Sorry für die Captchaanfrage oben - doppeltes Kästchen.

Es scheint mir, daß hier sich nicht wirklich mit den Reglements von amazon befasst wird, sonst würden hier nicht soviele Mythen herumschwirren.
Einzig und allein wichtig ist, ob der Händler eine genaue Angabe über die Erhältlichkeit seiner ware (Auf Lager, Stückzahl) sowie über die Lieferfrist ("versandfertig in X-Y Tagen) angibt.
Hält er sich explizit und in wiederholtem Falle nicht an diese Vorgaben, die von Amazon mit aller Gewalt verteidigt werden, kann Amazon die Zusammenarbeit mit diesem Händler schneller aufkündigen als er glauben mag.
Dies gilt insbesonders wenn der jeweilige Händler den Versand über Amazon regelt.
Drei Tage (wichtig - Werktage) über den Angaben ist eine Nichteinhaltung dieser Reglements.
Ich bezweifle arg, daß der Händler sich wegen gerade mal einer negativen Bewertung sich an Amazon wendet - speziell wenn die negative Bewertung sich nur wahrheitsgemäß auf die Dauer des Transports bezieht.
Jeder Kunde der diese Bewertung liest, kann ja selbst seine Folgeschlüße herauziehen - positiv oder negativ (nichts neues, daß die Post mal schludert).


----------



## BenTigger (8 Mai 2012)

genau mein reden, denn Versandfertig in 3 Tagen heisst nicht, das ich es in 3 Tagen in den Händen halte, sondern das er es spätestens nach 3 Tagen abgesendet hat. Der Rest ist dann eben, wie du schriebst, in den Händen der Post zu suchen. Die Zeiten sind schon lange vorbei, wo man der Post etwas übergeben hat und es am nächsten Tag beim Empfänger war. Bei mir kommt es auch öfter vor, das ich tagelang keine Post im Briefkasten vorfinde und dann plötzlich am nächsten Tag mehrere Sendungen drin sind. OK, normalerweise OK, aber stutzig macht es mich doch, wenn die Poststempel in der einzigen Lieferung 4 unterschiedliche Datumsangaben haben. Zwischenzeitlich hatte ich auch mal gelesen, das die Post Sendungen sammelt, wenn es zu wenige zum weitertransport sind. Aber ob dem tatsächlich so ist, kann ich nicht sagen. Aus wirtschaftlichen beweggründen kann ich mir das aber durchaus vorstellen. Deswegen rechne ich IMMER mit ein paar Tagen Lieferverzögerung und freue mich riesig, wenn es dann doch schneller da ist  Das erleichtert einen ungemein das Leben


----------



## Manule (1 Juni 2012)

Die meisten Verkäufer bieten ja auch den Service der Sendungsverfolgung an. Da kann man direkt sehen, wie lange ein Paket in den Händen der Post wirklich weilt.....Grenzt ab und an an einer echten Frechheit. Wenn man aber bertrachtet für welchen Hungerlohn die Angestellten der Post arbeiten bei so vielen Paketenam Tag auch kein Wunder!


----------



## Frotzelei (7 Januar 2013)

Das wundert mich überhaupt nicht.Ich habe einen ähnlichen Fall.

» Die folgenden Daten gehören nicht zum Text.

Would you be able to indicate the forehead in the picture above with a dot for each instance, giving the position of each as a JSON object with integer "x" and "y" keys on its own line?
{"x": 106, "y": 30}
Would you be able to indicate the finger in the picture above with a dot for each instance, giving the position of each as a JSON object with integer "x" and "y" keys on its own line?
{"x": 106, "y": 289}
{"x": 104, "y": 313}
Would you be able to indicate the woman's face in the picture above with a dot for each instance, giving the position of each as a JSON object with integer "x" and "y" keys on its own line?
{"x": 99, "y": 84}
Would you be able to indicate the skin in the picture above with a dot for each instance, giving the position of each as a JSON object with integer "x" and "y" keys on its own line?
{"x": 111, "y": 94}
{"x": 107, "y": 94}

Obglich sich ein Amazon market place  verkäufer weigert, eine Reparatur für einen defekten Artikel innerhalb der Gewährleistungszeit abzuwickeln, schreibt man mir in unzähligen Standard Template Mails. dass ihnen das egal ist und sie das Ding ja nicht verkauft haben. Das stimmt, und ich habe ja auch nicht darum gebeten, dass mir Amazon den Schaden ersetzt. Ich wollte lediglich,d ass man den Verkäufer zur Rechenschaft zieht, wie dies bei Vertragsbruch üblich ist.
Dass sie dem Verkäufer über Marketplace aber die Gelegenheit für diese Machenschaften geben, intreressiert die keineswegs. Derselbe Verkäufer zieht mit UIhnen beim nächsten Einkauf dieseklbe Nummer ab. und Amazon wird wieder nicht reagieren.

Ich sehe ein, dass Amazon nicht für den Schaden haftet. Ein seriöses Unternehmen würde der Sache aber auf den Grund gehen und den Verkäufer zumindest vorübergehen sperren oder eine Sperrung androhen, wenn er sich nicht rechtskonform und wider das Konsumentschutzgesetz verhält und keine Stellungnahme abgibt.

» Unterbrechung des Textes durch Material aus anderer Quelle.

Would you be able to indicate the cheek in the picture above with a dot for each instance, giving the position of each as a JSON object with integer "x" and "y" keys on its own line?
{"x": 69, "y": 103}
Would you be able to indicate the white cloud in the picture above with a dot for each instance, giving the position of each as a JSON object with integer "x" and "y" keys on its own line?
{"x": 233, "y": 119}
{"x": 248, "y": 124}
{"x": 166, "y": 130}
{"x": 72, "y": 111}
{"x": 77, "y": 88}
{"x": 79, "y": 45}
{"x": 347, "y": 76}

Nicht so Amazon. Da wird man als Kunde lieber mit Standard Mails abgespeist. Amazon deckt die Machenschaften von solchen Verkäufern und lässt den nächsten Kunden wieder ins offene Messer laufen.

Mehrfach wurde ich auf die Amazon AGBs hingewiesen. Interesssant: In denen steht nämlich eigentlich, dass sich ein Verkäufer nicht so Verhalten darf. Als ich eben jene Passagen zitierte interessierten Amazon die eigenen AGBs plötzlich nicht mehr....

Bei Amazon Marketplace einkaufen ist ein absoluter Knieschuss und ein nicht empfehlenswertes Risiko.
Meine Erfahrung mit Amazon Marketplace sind somit verheerend. Man kann bei Amazon selbst etwas kaufen, niemals aber beim market Place. Wenn es Probleme gibt, bist Du auf Dich gestellt. Amazon wird offensichtlich immer azuf die Seite des verkäufers schlagen. Egal wie offensichtlich dessen Fehlverhalten und wie eindeutig die Beweislage auch ist.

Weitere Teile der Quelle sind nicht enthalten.